El Tathagata residía en el Templo del Gran Trueno en el Monte Ling. Un día, convocó a todos los Budas, Arhats, Guardianes, Bodhisattvas, Vajras y Bhikkhus.
Se dirigió a la multitud diciendo: “Desde la subyugación del mono demoníaco Antian, han transcurrido casi dos meses en el cielo, ¡mientras que en la tierra han pasado quinientos años! En este día de luna llena a principios de otoño, tengo un tesoro que florece con cien clases de flores exóticas, mil clases de frutas raras y otras cosas maravillosas, ¡que compartiré con todos ustedes en esta ‘Ceremonia de Ullambana’!”
Todos los Budas juntaron las manos, llenos de emoción.
En la asamblea del Dharma, el Buda predicó el Dharma, y todos escucharon con suma atención, con rostros radiantes de sonrisas, y todos alcanzaron una profunda comprensión.
Siete días después, tras finalizar su sermón, el Buda se dirigió a la asamblea diciendo: «Observo que los seres de los cuatro continentes exhiben distintos grados de bondad y maldad. Los del Continente Oriental, por ejemplo, veneran el Cielo y la Tierra, y poseen una mente tranquila y pacífica».

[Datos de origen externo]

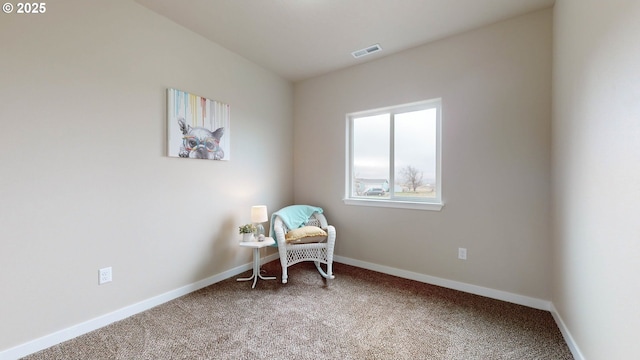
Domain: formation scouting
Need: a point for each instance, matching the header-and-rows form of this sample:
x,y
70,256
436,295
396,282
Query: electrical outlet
x,y
104,275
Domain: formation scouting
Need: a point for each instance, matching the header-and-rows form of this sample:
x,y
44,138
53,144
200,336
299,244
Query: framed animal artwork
x,y
197,127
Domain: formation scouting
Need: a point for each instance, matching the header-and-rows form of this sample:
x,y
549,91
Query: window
x,y
393,156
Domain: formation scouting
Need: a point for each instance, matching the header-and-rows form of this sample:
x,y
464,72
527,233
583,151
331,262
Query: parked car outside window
x,y
374,191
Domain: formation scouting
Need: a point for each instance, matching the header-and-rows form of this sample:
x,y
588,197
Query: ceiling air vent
x,y
366,51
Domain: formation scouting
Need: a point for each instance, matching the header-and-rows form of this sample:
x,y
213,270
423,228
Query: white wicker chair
x,y
318,252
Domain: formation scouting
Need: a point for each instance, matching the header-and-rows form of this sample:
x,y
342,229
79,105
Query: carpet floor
x,y
361,314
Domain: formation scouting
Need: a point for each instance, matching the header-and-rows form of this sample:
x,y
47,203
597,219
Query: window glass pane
x,y
415,154
371,138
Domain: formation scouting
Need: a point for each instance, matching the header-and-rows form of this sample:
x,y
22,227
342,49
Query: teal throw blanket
x,y
294,216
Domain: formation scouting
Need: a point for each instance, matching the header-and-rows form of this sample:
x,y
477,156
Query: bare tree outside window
x,y
412,177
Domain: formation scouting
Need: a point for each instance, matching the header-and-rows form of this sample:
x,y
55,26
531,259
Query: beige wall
x,y
85,181
596,167
495,84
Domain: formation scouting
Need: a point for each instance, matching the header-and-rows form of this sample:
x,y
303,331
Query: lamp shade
x,y
259,214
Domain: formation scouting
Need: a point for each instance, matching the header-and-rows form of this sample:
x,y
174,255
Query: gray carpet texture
x,y
361,314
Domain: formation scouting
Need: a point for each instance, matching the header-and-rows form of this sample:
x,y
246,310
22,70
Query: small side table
x,y
257,245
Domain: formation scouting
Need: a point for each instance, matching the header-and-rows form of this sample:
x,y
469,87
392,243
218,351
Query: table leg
x,y
256,270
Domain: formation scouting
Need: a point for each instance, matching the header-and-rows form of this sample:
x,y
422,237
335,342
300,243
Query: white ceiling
x,y
299,39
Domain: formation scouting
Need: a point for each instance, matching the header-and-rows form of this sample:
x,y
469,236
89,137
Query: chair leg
x,y
328,274
284,275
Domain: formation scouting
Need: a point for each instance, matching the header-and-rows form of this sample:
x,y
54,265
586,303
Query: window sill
x,y
396,204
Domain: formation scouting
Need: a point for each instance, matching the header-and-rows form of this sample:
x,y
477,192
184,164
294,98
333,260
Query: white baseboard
x,y
575,351
456,285
104,320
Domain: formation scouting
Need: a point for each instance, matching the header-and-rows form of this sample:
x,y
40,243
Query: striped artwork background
x,y
197,111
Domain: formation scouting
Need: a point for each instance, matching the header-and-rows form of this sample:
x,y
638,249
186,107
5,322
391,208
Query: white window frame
x,y
434,204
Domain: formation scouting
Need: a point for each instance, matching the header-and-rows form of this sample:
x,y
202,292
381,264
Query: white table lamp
x,y
258,216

«Los habitantes del continente de los juncos gigantes del norte, aunque aficionados a matar, lo hacen únicamente para subsistir; son sencillos y modestos, y no cometen muchas atrocidades. Los del continente de los bueyes del oeste, en cambio, no son ni codiciosos ni asesinos, sino que cultivan su energía interior y nutren su espíritu; aunque carecen de inmortales supremos, todos disfrutan de una larga vida.»
“Pero la gente de Jambudvipa es codiciosa, lujuriosa y le gusta meterse en líos. Matan y pelean mucho. Es un lugar de palabras feroces y un mar de maldad.”
“Tengo el Tripitaka, que puede persuadir a la gente para que haga el bien.”
Al oír esto, todos los Budas juntaron las palmas de las manos en señal de reverencia y se refugiaron en ellos.
Alguien preguntó: "¿Puedo preguntarle al Venerable del Mundo cuáles son las tres cestas de las verdaderas escrituras?"
El Buda respondió: «Tengo una colección de Dharma, que trata sobre los cielos; una colección de Tratados, que habla de la tierra; y una colección de Sutras, que guía a los espíritus. Estas tres colecciones constan de treinta y cinco partes, que suman quince mil ciento cuarenta y cuatro volúmenes. Son las escrituras para cultivar la verdad y la puerta de entrada a la rectitud y la bondad».
“Deseo enviarlo a Oriente para instruir a las masas ignorantes, pero temo que calumnien las verdaderas palabras, desconozcan la esencia de mi budismo y descuiden el verdadero linaje del yoga.”